William, Gloucestershire
William.
Come closer. Closer! Put your ear to the page. Hear that? That’s the Esquire pity orchestra playing 100 sobbing violins. You bring up children and everything is for them: the house, the holidays. You put in the time and the money, you worry and you work, you stand on the touchline and you keep your fingers crossed, all for them. And then suddenly they hit puberty and it’s all about you. Oh, the lack of gratitude, the undeserved contempt, the smelly ugliness of it all. It’s as if you’d lovingly spent a decade and a half building an Airfix model of yourself only to find the picture on the box was a lie. Really, it was Sid Vicious.

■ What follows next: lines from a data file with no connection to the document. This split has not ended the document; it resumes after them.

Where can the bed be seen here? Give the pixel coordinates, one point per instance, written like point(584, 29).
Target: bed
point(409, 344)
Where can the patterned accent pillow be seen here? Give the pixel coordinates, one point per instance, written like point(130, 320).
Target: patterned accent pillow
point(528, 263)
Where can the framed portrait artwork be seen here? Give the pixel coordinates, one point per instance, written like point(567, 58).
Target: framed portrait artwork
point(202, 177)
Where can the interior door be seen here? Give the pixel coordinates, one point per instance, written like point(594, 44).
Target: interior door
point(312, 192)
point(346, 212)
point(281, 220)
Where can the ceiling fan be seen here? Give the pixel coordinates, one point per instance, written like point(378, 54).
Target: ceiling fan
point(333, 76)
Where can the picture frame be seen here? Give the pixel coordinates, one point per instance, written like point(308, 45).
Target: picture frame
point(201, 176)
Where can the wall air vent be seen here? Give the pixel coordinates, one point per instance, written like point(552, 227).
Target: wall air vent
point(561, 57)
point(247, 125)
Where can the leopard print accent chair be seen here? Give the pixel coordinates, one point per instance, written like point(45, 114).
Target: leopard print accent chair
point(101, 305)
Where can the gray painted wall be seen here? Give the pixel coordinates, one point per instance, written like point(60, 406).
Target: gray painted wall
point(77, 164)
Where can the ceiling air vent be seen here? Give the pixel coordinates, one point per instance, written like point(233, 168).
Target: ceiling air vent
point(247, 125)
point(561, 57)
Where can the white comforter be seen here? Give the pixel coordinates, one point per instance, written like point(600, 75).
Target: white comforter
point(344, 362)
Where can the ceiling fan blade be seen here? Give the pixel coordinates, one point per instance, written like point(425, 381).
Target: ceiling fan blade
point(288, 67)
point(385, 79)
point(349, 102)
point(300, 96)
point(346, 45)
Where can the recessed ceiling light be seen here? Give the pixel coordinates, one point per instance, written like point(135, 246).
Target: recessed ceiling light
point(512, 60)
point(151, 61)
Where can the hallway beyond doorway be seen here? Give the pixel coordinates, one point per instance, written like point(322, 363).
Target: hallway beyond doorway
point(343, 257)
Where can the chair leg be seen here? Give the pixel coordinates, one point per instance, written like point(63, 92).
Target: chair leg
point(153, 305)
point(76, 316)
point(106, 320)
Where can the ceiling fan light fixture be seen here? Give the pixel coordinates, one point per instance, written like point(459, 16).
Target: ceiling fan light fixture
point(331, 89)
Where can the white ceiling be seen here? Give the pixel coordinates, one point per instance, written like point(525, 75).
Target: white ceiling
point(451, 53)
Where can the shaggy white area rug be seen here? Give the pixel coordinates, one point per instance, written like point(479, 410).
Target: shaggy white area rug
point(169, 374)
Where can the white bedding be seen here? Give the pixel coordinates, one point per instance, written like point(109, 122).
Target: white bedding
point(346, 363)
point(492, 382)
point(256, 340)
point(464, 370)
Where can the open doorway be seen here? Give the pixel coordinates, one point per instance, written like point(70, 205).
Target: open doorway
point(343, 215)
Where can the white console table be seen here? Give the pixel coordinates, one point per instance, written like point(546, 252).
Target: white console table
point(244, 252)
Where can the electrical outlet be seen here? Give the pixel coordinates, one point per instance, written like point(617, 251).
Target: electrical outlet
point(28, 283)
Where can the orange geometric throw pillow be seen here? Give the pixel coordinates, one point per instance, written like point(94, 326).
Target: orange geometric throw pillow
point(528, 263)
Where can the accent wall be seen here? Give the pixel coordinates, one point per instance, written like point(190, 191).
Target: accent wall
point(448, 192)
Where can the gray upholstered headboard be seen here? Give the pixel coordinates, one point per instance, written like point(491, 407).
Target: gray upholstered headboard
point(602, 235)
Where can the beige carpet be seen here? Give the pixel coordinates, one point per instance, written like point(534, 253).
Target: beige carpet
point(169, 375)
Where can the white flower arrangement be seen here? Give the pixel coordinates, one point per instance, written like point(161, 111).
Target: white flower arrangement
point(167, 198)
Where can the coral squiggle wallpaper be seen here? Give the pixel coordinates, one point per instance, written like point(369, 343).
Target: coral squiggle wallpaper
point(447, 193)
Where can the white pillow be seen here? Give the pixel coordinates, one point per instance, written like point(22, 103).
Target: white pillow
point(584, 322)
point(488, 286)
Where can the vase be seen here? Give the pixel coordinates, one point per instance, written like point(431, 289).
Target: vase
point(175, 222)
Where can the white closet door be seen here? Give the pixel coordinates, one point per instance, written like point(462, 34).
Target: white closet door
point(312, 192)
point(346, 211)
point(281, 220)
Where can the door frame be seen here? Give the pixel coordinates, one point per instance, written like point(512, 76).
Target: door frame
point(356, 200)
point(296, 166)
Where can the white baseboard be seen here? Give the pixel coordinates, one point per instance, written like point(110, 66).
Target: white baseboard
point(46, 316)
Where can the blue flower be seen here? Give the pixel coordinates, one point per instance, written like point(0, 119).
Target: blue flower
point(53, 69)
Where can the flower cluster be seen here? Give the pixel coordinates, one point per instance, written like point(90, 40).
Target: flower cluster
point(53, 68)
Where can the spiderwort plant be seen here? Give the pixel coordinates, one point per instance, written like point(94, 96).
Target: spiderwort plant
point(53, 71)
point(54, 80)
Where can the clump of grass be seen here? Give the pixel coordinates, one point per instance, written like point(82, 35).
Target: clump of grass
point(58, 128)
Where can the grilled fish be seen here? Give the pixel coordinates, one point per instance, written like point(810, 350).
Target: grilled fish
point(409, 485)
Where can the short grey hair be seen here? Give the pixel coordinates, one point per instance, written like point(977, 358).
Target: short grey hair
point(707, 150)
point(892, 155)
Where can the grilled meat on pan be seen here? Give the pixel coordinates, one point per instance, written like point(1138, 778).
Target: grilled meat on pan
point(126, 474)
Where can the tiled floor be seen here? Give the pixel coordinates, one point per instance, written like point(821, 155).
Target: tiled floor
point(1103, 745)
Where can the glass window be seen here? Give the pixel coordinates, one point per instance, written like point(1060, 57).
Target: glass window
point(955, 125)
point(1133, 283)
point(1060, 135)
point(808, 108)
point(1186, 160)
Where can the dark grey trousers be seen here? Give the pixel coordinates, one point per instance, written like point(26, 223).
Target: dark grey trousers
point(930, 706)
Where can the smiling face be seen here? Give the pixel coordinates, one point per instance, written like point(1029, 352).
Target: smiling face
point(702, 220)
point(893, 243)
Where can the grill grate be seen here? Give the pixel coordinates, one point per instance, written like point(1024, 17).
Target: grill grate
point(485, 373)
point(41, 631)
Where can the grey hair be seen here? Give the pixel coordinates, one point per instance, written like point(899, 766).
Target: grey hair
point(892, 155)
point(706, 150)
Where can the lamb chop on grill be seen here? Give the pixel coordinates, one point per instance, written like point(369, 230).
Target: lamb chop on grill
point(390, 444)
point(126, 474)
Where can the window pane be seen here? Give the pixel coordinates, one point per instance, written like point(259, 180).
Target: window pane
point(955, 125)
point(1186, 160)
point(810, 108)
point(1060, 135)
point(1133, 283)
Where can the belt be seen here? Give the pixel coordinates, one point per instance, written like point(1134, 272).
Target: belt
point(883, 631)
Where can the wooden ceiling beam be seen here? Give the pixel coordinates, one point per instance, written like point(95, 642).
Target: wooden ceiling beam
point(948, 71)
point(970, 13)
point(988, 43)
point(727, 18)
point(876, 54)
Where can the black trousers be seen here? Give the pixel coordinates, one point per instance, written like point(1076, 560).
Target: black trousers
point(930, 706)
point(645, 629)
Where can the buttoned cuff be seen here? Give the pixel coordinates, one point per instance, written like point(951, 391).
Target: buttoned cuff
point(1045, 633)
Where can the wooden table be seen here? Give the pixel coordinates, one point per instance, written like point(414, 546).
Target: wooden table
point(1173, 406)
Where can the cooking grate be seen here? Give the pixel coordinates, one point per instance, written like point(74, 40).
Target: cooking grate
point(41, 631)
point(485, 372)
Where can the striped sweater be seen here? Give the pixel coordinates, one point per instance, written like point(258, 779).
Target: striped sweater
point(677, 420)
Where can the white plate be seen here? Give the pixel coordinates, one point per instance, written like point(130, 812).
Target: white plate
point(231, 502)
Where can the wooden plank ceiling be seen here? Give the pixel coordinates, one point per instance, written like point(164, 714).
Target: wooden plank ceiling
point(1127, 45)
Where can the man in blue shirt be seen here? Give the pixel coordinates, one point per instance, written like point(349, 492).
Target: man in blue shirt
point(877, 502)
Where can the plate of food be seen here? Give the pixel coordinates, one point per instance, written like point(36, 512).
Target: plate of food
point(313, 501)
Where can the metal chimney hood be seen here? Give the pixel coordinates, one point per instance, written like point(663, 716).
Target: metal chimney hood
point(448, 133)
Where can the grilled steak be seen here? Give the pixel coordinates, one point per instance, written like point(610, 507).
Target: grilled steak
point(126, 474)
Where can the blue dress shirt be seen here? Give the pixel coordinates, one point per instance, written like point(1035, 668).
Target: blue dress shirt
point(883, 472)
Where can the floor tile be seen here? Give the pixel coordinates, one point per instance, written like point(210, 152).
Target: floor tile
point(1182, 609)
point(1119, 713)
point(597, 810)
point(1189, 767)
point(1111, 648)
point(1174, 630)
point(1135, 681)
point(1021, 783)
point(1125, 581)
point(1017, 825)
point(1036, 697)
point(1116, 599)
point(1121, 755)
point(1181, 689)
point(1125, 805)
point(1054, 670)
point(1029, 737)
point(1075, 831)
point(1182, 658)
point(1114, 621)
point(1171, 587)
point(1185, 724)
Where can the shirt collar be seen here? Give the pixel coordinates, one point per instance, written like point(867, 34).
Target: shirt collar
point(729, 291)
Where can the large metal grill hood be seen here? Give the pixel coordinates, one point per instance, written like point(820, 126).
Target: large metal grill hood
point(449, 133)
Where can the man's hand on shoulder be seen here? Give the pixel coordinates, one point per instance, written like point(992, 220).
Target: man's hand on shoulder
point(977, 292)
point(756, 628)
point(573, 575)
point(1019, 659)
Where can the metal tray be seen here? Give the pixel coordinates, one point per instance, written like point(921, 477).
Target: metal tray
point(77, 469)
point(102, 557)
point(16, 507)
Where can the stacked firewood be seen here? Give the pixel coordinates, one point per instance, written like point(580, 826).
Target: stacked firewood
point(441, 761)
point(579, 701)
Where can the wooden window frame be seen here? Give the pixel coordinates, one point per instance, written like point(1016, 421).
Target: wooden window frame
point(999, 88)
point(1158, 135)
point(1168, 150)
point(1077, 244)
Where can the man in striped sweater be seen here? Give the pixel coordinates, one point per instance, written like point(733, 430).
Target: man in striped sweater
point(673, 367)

The point here is he’s right and you’re wrong. When he shouts that he didn’t ask to be born, and you shout back that he didn’t ask to finish the milk or take the car or throw a party or call his mother a cunt either, then he’s right and you’re petty. What you really mind and fear is that he’s passing you by. Everything you think and stand for and believe will fade away. Everything he thinks and believes and stands for will grow brighter and louder until it takes over your world. What you choose to do now is going to set the tone and the consequences of the rest of his life. You can go on like you are and he may turn up for the odd Christmas and your funeral. Or you can seriously and humbly try to find out what it is he wants. What he aspires to. What he hopes for. And if you can do that without sneering or knowing better or saying, “That’s not music. Whatever happened to melody?” Or, “Why don’t any of you pull your trousers up?” Or, “If she were my daughter, I’d die of shame,” then you could still do stuff together. Share things. But they need to be his things. His dreams, not yours. Yours are fading to black. You remember a beautiful boy. He remembers a smiling, proud dad. Who kicked a ball. And was pleased to see him. And didn’t say, “Don’t talk like that in front of your mother.” The Librarian of Hull said that parents fuck you up. Of course, being childless himself he didn’t go on to point out that it was nothing like as much as kids fuck up their parents.